Description:
Imperial Sun Trochus
Hand coloured copper plate engraving
From:
The Naturalist’s Repository by Edward Donovan, 1823.
Artist:
Edward Donovan.
Addional Notes:
Edward Donovan (1768-1837) was a wealthy prominent naturalist who had an entree to all the great collections of the time. He drew the subjects for his illustrations
from his own museum and the collections of such famous scientists as Sir Joseph Banks and Drury. Banks
collected a number of specimens of the famous New Zealand rarity, the Imperial Sun Shell, while with Captain
James Cook in New Zealand. ...the — pink variety — which was brought up on the anchor cable of either the
Adventure or Discovery and bought by a Sir Ashton Lever from Cook or Cook’s widow. The shell was sold
in 1806 to J.J.A. Filliham for 23 guineas and from him it went to the Duke of Bourbon who was then living in England. It was sold again on the latter’s return to France and later reached the British Museum where it remains today.
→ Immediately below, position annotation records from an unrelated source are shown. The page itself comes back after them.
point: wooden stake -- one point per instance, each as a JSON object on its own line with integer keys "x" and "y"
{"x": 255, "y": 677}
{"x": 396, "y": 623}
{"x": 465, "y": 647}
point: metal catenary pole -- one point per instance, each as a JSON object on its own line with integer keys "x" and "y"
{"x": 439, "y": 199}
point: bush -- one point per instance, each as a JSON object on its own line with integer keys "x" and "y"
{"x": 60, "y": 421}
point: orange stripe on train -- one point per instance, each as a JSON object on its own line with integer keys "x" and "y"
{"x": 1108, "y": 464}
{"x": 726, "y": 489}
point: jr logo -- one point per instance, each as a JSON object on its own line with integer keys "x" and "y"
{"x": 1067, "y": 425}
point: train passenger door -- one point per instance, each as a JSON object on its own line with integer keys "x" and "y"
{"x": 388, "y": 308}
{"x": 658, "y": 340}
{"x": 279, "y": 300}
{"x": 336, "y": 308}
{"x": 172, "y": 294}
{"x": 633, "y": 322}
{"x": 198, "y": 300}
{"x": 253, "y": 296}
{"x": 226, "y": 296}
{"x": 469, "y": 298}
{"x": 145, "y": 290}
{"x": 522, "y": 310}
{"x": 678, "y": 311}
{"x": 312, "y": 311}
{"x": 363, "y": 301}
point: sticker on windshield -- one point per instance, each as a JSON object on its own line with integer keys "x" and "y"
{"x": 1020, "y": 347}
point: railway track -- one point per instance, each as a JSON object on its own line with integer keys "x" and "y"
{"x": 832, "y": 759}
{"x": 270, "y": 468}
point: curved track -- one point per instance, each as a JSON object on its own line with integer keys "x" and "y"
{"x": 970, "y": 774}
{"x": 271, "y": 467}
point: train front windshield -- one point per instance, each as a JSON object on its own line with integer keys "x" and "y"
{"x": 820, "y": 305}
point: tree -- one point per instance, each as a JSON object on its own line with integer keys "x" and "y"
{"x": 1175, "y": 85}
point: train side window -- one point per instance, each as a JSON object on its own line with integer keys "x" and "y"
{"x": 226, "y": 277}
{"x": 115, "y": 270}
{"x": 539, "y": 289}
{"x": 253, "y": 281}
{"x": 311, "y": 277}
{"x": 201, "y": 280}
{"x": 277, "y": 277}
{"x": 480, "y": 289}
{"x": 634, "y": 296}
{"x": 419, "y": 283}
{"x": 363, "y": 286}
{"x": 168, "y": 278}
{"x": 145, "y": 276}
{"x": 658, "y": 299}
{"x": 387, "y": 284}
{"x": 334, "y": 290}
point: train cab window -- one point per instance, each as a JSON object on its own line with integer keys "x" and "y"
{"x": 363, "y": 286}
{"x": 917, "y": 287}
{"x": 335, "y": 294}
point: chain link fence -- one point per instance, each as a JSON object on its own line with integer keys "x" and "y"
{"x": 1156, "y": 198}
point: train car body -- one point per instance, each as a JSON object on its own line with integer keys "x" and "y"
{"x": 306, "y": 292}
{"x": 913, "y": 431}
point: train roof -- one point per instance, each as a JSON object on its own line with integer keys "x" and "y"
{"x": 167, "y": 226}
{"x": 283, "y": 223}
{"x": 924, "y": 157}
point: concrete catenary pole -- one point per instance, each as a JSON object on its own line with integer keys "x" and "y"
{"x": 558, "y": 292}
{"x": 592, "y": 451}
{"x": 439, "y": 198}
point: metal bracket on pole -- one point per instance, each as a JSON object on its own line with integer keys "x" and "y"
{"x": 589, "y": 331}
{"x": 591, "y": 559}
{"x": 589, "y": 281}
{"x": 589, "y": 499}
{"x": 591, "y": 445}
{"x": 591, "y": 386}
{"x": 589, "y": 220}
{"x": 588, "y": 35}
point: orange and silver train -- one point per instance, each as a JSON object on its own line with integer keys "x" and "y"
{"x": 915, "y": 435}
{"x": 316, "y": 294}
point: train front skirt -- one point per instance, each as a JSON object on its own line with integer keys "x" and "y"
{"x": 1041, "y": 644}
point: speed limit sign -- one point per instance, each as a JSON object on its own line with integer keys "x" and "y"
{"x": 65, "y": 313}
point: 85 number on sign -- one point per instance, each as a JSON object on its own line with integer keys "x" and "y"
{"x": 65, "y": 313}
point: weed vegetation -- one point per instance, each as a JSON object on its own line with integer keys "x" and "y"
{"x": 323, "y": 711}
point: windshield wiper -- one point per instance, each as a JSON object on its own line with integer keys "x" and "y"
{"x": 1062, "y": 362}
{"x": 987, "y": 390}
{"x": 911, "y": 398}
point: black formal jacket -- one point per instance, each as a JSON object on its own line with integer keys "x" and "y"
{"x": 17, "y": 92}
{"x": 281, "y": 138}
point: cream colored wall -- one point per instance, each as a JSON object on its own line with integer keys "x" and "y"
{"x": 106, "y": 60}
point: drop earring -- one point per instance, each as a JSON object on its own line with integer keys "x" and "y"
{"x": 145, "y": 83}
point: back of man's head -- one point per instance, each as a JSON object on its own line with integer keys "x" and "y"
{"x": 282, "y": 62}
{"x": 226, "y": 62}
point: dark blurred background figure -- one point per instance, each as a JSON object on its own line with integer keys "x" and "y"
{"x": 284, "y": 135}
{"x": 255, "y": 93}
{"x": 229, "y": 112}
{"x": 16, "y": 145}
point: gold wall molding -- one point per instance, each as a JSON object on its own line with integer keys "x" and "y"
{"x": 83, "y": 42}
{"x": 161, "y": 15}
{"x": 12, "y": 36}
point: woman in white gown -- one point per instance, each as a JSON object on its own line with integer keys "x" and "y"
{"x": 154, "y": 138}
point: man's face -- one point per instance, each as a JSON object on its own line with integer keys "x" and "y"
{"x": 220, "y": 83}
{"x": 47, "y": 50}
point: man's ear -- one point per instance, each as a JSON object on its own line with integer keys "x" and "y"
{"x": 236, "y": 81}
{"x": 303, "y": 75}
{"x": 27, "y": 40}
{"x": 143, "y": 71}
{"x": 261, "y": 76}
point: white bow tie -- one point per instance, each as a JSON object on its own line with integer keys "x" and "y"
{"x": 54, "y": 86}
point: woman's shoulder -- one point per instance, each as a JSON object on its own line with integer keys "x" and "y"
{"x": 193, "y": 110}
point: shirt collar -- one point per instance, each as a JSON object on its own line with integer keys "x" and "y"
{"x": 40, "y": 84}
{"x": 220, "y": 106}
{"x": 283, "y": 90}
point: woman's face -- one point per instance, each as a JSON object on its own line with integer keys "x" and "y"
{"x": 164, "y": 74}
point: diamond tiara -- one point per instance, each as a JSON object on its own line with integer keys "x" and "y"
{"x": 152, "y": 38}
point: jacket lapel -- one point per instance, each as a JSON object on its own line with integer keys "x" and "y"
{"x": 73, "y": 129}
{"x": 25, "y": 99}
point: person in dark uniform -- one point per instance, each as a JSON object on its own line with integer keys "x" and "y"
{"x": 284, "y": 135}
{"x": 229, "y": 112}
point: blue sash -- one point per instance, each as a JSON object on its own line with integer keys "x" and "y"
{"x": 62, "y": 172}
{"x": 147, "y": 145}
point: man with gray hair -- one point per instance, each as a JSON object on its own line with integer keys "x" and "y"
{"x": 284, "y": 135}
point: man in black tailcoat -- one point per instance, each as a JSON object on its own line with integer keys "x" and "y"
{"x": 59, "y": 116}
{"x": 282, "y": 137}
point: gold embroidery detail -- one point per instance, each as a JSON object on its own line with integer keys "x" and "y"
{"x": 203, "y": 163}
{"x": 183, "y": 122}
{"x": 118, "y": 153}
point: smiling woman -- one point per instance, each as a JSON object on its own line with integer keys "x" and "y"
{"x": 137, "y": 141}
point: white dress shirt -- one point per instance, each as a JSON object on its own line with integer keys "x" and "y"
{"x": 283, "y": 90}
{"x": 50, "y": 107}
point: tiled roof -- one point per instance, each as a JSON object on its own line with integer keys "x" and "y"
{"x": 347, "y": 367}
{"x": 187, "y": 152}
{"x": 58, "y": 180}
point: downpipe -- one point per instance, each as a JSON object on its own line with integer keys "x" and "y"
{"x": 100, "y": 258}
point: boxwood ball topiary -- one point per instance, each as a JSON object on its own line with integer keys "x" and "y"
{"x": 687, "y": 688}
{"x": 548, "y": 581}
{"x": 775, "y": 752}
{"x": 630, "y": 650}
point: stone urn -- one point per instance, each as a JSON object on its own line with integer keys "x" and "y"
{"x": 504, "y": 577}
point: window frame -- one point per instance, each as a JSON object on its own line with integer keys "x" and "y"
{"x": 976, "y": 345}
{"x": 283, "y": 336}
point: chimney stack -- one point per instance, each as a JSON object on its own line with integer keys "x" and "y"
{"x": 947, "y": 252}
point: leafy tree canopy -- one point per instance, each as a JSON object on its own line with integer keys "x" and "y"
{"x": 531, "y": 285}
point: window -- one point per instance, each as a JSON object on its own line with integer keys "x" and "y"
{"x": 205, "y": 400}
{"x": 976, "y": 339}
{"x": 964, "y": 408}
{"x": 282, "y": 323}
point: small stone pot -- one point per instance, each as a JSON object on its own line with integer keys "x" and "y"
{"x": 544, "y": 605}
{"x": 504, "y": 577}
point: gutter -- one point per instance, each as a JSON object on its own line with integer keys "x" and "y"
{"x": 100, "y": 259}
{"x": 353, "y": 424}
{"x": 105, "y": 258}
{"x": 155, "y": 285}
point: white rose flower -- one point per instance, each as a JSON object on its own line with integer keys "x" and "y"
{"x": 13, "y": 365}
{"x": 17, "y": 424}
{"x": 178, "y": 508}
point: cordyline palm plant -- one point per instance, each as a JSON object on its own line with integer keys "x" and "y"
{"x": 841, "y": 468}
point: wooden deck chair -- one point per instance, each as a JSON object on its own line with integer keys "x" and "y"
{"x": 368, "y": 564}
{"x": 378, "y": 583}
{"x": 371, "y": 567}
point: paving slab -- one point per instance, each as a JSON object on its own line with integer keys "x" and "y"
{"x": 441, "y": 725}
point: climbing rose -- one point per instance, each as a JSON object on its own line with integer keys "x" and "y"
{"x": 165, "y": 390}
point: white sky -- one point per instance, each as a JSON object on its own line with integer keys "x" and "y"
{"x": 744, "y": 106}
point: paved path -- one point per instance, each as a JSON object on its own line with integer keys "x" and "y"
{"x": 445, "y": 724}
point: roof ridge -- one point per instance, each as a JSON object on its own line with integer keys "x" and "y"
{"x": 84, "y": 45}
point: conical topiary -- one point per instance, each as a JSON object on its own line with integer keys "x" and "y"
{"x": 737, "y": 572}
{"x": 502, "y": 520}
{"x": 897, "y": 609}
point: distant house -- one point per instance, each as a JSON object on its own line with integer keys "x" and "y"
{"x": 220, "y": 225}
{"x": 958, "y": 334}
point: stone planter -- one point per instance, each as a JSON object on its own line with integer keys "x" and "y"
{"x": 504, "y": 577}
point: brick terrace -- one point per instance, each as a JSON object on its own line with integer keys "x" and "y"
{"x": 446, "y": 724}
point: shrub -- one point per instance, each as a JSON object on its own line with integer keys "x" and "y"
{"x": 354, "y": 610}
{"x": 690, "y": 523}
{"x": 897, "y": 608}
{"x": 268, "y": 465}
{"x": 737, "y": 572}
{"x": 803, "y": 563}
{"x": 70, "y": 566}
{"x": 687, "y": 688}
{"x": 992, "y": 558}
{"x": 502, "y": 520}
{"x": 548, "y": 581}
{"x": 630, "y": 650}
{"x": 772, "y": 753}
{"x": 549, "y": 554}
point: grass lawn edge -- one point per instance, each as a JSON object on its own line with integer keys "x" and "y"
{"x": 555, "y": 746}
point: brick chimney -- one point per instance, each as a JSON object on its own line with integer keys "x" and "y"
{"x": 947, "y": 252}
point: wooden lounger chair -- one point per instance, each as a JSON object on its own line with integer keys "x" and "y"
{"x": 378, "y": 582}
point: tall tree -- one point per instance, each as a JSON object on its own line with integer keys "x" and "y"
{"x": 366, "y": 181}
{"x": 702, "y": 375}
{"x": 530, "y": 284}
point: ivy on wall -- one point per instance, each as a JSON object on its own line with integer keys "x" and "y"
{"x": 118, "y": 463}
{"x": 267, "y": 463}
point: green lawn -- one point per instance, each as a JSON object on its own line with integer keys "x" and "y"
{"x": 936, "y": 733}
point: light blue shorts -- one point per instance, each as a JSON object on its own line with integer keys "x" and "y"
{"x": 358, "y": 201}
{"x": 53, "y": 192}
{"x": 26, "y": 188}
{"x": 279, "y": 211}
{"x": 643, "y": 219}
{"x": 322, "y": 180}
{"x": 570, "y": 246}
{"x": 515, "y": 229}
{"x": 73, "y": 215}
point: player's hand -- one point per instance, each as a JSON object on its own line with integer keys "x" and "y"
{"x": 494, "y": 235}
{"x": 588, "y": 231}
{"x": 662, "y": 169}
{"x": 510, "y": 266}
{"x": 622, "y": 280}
During its time in the Leverian Museum
it was painted by Alexandre Chevalier de Barde, a noted French natural history painter and was illustrated yet again by Donovan in The Naturalist’s Repository or Miscellany of Exotic Natural History Exhibiting Rare
and Beautiful Specimens of Foreign Birds, Insects, Shells published in 1823 in London. It comprised five volumes
with 180 hand coloured engravings.
Reference: The Southern Ark, Zoological Discovery In NZ, J.R.H. Andrews, 1986 .
Display &
Framing Notes:
Do not hang in direct sunlight.
This print should be framed with acid free archival matting and archival glass.